A coalition of beef, pork and poultry producers associations said the federal Renewable Fuels Standard mandated the use of a large chunk of the U.S. corn crop in gasoline at a time when corn prices have been on the upswing due to an ongoing drought in the Midwest.
"America's pork producers are extremely worried ... about having feed for their animals," Randy Spronk, president-elect of the National Pork Producers Council, said in a written statement. "Their anxiety is compounded knowing that the RFS requires corn ethanol to be produced no matter what. We're asking the EPA to give livestock and poultry producers and, ultimately, consumers a little help."
The NPPC and the other associations estimated the drought would reduce this year's crop to about 11.8 billion bushels compared to 14 billion last year. The RFS, they said, would divert four of every 10 bushels into ethanol production and likely push the cost of feed higher, which would no doubt raise meat prices down the road.
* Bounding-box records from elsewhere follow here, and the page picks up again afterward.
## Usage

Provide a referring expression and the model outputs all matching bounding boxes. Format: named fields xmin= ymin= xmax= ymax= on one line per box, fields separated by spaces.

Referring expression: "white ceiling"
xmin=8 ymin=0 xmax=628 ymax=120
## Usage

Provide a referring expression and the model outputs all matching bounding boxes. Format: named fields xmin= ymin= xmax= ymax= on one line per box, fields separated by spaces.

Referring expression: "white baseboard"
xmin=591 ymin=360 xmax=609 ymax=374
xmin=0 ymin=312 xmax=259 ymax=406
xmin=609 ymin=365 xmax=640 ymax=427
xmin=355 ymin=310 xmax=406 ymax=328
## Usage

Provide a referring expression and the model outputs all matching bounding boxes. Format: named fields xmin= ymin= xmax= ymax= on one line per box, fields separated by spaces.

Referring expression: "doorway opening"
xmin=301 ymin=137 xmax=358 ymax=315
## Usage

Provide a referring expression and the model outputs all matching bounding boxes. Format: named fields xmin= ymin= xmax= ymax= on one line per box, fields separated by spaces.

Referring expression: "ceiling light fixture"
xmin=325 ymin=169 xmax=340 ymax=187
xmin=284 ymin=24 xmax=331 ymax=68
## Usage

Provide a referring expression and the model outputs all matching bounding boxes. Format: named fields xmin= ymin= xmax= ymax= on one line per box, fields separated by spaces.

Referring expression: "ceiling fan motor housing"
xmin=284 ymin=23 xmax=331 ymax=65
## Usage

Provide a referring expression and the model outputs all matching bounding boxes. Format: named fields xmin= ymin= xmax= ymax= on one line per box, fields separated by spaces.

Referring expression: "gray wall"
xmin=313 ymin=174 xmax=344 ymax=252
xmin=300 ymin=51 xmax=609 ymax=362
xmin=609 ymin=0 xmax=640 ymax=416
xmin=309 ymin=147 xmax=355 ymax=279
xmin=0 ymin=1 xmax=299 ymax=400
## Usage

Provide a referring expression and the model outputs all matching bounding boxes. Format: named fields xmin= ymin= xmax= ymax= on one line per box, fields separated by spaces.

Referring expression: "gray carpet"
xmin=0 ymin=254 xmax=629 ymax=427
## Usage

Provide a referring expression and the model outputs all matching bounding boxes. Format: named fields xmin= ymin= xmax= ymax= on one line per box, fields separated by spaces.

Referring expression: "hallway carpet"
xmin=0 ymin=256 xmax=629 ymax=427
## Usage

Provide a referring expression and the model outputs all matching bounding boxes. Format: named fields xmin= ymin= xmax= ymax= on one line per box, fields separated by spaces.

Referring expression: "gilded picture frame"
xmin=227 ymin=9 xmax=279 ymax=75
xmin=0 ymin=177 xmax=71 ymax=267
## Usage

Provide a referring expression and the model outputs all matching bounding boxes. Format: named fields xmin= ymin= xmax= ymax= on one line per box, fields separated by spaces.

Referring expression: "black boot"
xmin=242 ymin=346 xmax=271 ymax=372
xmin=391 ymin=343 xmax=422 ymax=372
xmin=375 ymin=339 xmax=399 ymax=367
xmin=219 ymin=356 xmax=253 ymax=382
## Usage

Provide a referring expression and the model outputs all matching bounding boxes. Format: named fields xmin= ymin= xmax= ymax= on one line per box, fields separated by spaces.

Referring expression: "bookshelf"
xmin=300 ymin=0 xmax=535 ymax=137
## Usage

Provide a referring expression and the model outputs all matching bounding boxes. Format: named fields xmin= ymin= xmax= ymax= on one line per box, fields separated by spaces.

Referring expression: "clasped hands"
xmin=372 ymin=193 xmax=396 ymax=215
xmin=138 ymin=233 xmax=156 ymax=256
"I find it concerning to the viability of the livestock industry that these mandates are allowed to continue today in the worst drought I have seen in my lifetime," said J.D. Alexander, president of the National Cattlemen's Beef Association. "This isn't rocket science."
The ethanol industry fired back quickly with a statement contending the livestock industry would be in even tougher straights if not for ethanol since the fuel additive actually encourages farmers to plant more corn and provides them with a bit of a supply cushion in dry years.
"Just think, if we were taking the yield hit from this historic drought on 75 million acres instead of 95 million," said Monte Shaw, president of the Iowa Renewable Fuels Association. "There would be a much smaller corn harvest to allocate."
Shaw said the ethanol industry had been cutting back on corn consumption due to the drought and said the move to waive the RFS was actually a strategic step taken by livestock producers to cause corn prices to crater.